Andando nel dettaglio, Alphabet ha registrato il trimestre migliore di sempre: ricavi per circa 109,9 miliardi di dollari (+22%) e un utile netto di 62,6 miliardi (+81%), con un utile per azione di 5,11 dollari. Il vero motore è stato Google Cloud, salito del 63% a 20 miliardi. Microsoft ha riportato ricavi per 82,9 miliardi di dollari (+18% su base annua) e un utile per azione di 4,27 dollari. Anche qui la crescita è stata supportata prevalentemente dal cloud: Microsoft Cloud ha generato 54,5 miliardi di dollari (+29%), mentre Azure è cresciuta tra il 39% e il 40%. Per Amazon, i ricavi hanno toccato 181,5 miliardi (+17%), con un utile netto di 30,3 miliardi (+77%) e un utile per azione di 2,78 dollari. E come per le altre due aziende, Aws, ovvero la piattaforma cloud di Amazon, ha generato oltre la metà dei profitti complessivi del gruppo.
Anche i numeri di Meta sono molto solidi: i ricavi sono saliti del 33% rispetto ai 42,3 miliardi di dollari dell'anno precedente, segnando il trimestre con la crescita più rapida dal 2021. Ciò è dovuto all’attenzione di Mark Zuckerberg, ad di Meta, sugli investimenti nell’intelligenza artificiale che anche se non hanno ancora prodotto nuovi flussi di ricavi, hanno rafforzato il core business pubblicitario.

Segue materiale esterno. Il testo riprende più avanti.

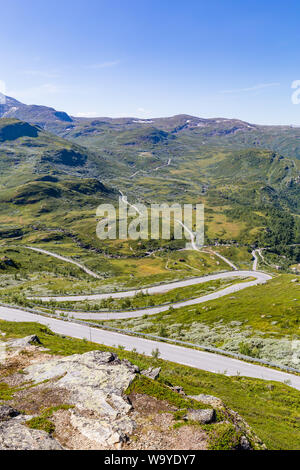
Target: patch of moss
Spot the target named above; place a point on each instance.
(223, 436)
(41, 423)
(155, 389)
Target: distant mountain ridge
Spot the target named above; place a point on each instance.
(35, 114)
(103, 133)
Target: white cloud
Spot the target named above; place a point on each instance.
(2, 92)
(143, 111)
(104, 65)
(259, 86)
(41, 73)
(87, 114)
(35, 94)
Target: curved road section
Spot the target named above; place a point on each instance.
(260, 278)
(63, 258)
(188, 357)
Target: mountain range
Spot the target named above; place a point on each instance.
(51, 162)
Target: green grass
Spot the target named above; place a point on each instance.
(143, 300)
(270, 408)
(41, 423)
(271, 308)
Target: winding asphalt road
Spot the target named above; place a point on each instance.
(63, 258)
(260, 278)
(181, 355)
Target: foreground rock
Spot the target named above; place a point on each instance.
(15, 435)
(151, 373)
(202, 416)
(23, 343)
(96, 382)
(7, 412)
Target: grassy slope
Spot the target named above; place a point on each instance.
(271, 308)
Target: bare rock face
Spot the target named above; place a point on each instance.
(23, 343)
(96, 382)
(15, 435)
(201, 416)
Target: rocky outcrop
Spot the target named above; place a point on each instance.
(151, 373)
(201, 416)
(7, 412)
(15, 435)
(96, 382)
(23, 343)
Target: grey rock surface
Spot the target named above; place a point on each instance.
(151, 373)
(7, 412)
(22, 343)
(96, 382)
(201, 416)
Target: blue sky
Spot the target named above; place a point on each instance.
(150, 58)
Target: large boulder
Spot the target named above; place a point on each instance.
(151, 373)
(7, 412)
(95, 382)
(201, 416)
(23, 343)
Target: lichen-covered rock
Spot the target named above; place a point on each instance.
(96, 382)
(15, 435)
(208, 399)
(7, 412)
(202, 416)
(23, 343)
(151, 373)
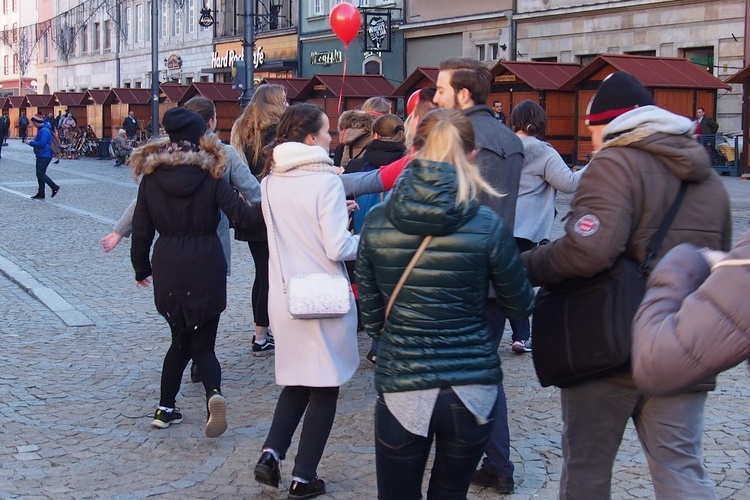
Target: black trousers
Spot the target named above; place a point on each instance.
(197, 344)
(320, 403)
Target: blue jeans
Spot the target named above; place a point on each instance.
(400, 456)
(497, 460)
(595, 414)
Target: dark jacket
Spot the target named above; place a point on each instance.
(436, 334)
(181, 200)
(258, 232)
(41, 143)
(624, 195)
(500, 160)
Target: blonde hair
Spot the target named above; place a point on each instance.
(446, 135)
(265, 110)
(389, 128)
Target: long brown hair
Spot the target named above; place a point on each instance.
(264, 111)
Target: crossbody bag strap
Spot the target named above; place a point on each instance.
(405, 274)
(658, 238)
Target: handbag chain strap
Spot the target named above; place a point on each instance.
(405, 275)
(658, 237)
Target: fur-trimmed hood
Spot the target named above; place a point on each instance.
(171, 160)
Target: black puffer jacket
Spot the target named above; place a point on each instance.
(436, 334)
(179, 198)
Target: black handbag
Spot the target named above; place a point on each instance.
(581, 327)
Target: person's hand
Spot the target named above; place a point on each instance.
(110, 241)
(712, 256)
(351, 206)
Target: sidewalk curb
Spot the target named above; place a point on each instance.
(48, 297)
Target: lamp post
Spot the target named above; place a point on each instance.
(247, 45)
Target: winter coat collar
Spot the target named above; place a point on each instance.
(665, 136)
(296, 155)
(423, 201)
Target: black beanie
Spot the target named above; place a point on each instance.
(617, 94)
(184, 125)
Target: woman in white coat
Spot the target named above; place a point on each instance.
(306, 215)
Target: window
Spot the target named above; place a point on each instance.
(139, 23)
(177, 23)
(128, 24)
(163, 32)
(107, 30)
(96, 43)
(315, 5)
(84, 39)
(702, 56)
(191, 16)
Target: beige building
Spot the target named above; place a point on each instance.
(709, 33)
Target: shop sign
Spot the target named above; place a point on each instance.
(229, 58)
(326, 57)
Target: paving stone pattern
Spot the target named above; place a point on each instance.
(76, 401)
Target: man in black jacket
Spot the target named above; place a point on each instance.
(464, 84)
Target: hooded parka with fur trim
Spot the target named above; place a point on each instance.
(180, 194)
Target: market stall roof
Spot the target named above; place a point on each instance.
(173, 93)
(293, 85)
(653, 72)
(740, 76)
(17, 101)
(99, 97)
(40, 100)
(537, 75)
(222, 92)
(70, 98)
(419, 73)
(132, 96)
(349, 86)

Tutte le big tech stanno aumentando in modo significativo la spesa in conto capitale per finanziare data center, infrastrutture e chip. Meta prevede di spendere fino a 145 miliardi di dollari, Amazon punta a 200 miliardi, e anche Microsoft continua a investire a ritmi record. Questa corsa agli investimenti, però, solleva interrogativi sulla sostenibilità dei margini nel breve periodo.
E in questo contesto, Meta sembra essere particolarmente esposta: a differenza di altre big tech più focalizzate su infrastrutture cloud, Meta punta soprattutto sul proprio ecosistema pubblicitario. Infatti, l’IA rende gli annunci più efficaci e aumenta i ricavi nel breve periodo, ma è ancora incerto quale sia il potenziale di monetizzazione futura dell’IA per Meta, e dunque come questo si tradurrà in termini di profitti futuri.

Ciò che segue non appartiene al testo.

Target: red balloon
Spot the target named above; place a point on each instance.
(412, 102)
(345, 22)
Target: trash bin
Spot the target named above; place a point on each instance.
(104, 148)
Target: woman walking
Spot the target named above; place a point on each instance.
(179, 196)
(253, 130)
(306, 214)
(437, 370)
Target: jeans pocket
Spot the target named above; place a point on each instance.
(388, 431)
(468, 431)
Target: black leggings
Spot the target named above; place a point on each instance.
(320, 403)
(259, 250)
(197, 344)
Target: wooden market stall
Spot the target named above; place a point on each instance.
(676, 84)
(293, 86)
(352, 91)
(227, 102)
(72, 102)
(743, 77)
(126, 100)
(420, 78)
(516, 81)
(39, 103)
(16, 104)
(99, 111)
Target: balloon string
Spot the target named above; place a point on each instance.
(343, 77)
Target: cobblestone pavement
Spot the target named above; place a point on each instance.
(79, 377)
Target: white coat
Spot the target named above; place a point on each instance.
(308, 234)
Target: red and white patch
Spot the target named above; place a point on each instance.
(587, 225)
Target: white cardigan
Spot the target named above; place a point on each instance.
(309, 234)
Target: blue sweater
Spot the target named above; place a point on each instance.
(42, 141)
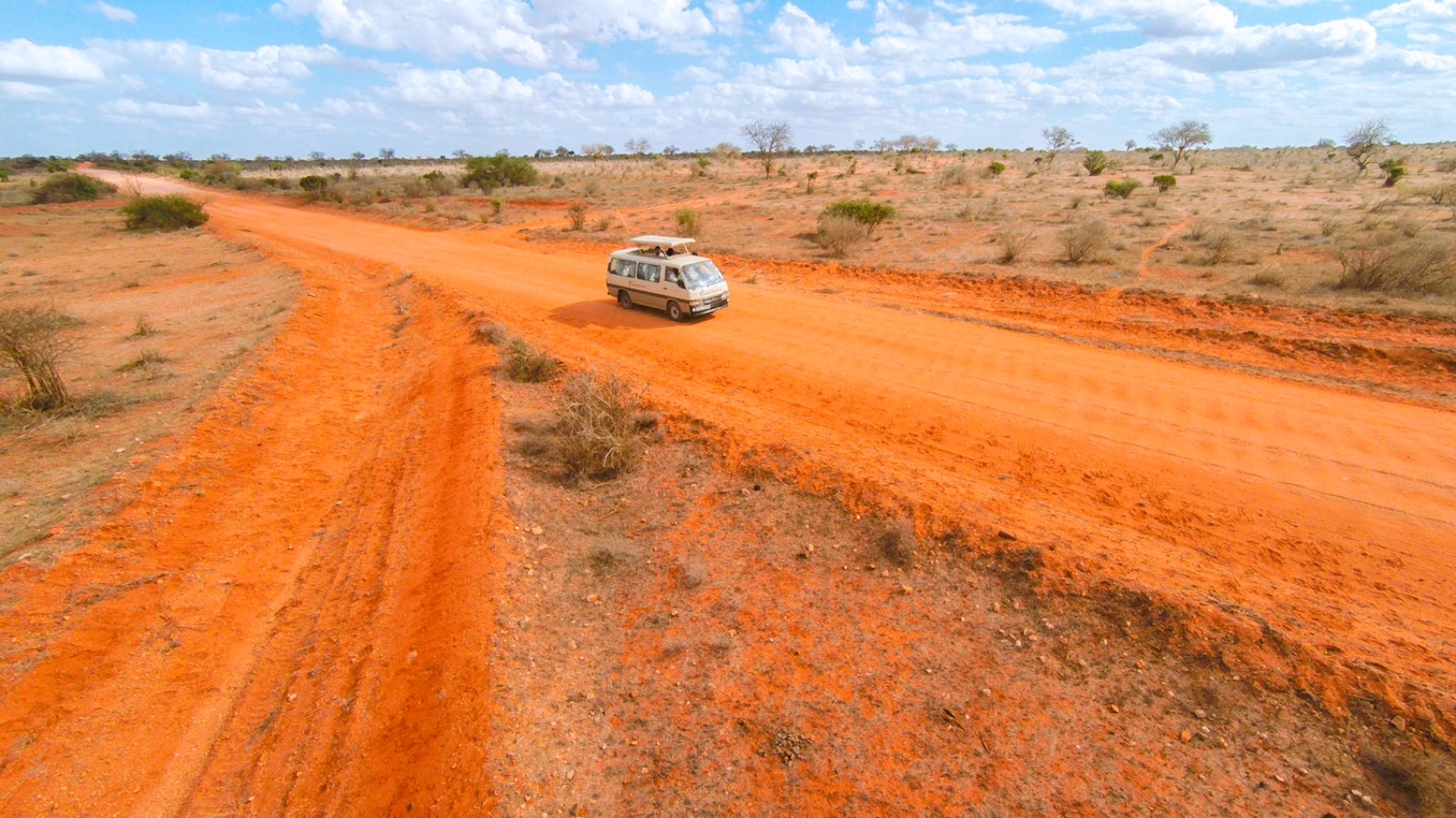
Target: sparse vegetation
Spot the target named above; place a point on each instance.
(839, 233)
(866, 213)
(1120, 188)
(1085, 242)
(599, 429)
(1366, 140)
(689, 221)
(1014, 242)
(33, 344)
(491, 172)
(1397, 264)
(65, 188)
(162, 213)
(528, 364)
(1183, 138)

Il tema degli investimenti si intreccia inoltre con un rischio più ampio: quello energetico. Una parte significativa dei miliardi di dollari delle spese annunciate dalle Big Tech è infatti destinata proprio a garantire capacità energetica e potenza computazionale.

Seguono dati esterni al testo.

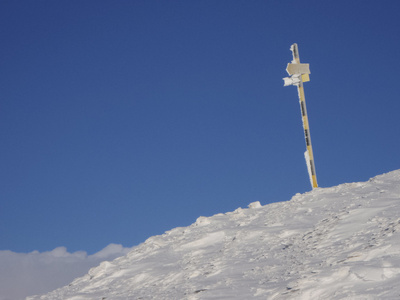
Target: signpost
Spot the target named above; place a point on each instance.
(299, 73)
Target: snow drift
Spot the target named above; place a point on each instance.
(331, 243)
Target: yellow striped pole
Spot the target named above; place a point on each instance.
(299, 74)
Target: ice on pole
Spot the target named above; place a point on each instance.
(299, 73)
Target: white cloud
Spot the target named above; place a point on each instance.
(26, 274)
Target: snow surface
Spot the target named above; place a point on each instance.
(332, 243)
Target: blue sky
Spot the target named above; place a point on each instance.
(120, 120)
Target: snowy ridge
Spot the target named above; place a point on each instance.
(331, 243)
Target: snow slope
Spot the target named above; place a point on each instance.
(332, 243)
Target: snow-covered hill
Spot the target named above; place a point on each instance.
(332, 243)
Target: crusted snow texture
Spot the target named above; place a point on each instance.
(332, 243)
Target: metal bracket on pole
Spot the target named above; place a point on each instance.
(299, 73)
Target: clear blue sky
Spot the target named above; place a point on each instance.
(120, 120)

Questa pressione si riflette lungo tutta la filiera. Samsung Electronics, il principale produttore di chip di memoria in termine di vendite, sta beneficiando in modo diretto del boom: nel primo trimestre 2026 ha registrato un utile operativo di 57,2 trilioni di won (circa 38,6 miliardi di dollari), di questo circa il 94% deriva dalla divisione semiconduttori, con 53,7 trilioni di won generati dai chip.
Ma proprio qui emerge il nodo critico: nonostante risultati eccezionali, Samsung segnala che la domanda di chip supera già la capacità produttiva. “La nostra offerta è ben al di sotto della domanda dei clienti”, ha dichiarato Kim Jaejune, dirigente della divisione chip di memoria di Samsung, agli analisti durante la conference call post-bilancio. “Basandoci esclusivamente sulla domanda attualmente ricevuta per il 2027, il divario tra domanda e offerta per il 2027 è destinato ad ampliarsi ancora di più rispetto al 2026”. Per quanto riguarda il futuro delle Big Tech, l’incertezza resta dunque elevata.